He is an incredible young man. He has accomplished so much in his twenty-five years that it was such a shame to see how pain had dragged him down. A tenacious soul, he kept crawling back up until he just couldn't do it anymore. Sleepless nights, debilitating pain and leg weakness is not something you can "work through". If it were, he would have kept going. I'm picturing him at the hospital right now and how foreign it must feel for him to be so vulnerable, as it is usually he who helps those in need. This young man is a recipient of a Top 20 under 20 award for Canada, and has already accomplished more than most in a lifetime. He has traveled all over the world and affected change in many of the places he has visited. This past six months he tried to continue to travel with increasingly debilitating pain. He found it is possible but it just zapped the joy out of everything he did.

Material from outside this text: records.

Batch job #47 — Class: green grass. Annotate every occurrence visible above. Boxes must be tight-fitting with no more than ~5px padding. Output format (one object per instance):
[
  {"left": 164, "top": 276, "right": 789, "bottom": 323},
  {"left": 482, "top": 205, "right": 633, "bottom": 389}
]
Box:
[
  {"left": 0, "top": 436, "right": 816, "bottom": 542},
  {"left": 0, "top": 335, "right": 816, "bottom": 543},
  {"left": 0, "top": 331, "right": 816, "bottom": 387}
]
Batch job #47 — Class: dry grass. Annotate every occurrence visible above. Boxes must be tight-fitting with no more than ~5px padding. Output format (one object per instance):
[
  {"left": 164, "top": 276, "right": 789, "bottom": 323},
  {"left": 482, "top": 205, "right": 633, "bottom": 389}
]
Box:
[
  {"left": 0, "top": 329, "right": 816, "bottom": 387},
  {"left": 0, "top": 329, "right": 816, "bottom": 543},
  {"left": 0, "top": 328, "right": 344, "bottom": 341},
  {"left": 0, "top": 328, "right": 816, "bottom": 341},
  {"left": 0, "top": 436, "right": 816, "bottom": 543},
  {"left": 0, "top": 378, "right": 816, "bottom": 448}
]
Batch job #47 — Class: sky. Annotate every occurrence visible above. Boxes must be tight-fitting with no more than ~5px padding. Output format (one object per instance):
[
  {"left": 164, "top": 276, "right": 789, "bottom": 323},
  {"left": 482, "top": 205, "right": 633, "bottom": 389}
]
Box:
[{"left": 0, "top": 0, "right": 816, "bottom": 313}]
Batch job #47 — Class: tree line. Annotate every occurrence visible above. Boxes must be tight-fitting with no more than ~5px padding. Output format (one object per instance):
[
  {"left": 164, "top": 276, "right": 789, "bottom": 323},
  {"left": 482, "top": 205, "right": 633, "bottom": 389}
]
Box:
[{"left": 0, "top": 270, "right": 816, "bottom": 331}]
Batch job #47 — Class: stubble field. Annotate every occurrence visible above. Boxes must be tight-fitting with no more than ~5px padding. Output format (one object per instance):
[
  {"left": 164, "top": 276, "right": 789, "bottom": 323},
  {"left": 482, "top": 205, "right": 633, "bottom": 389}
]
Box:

It was time to let go and allow the medical community to take over. He is having step one and two of my three part surgery, ironically in the exact same area of the back as me. It is a long recovery and he has never been still before. Part of our conversation was about that very thing - being still long enough to allow healing to be complete.
It seems to be a theme this week. Another dear friend has come down with what she first thought was bronchitis, but is pneumonia. The difficulty she had in allowing herself the permission to cancel already scheduled meetings, etc., was noted. She is a yoga teacher, she is mindful, and yet letting the world around her stop for a minute was hard. She said once she did, there was a great sense of freedom that followed. A permission to get well without a time line.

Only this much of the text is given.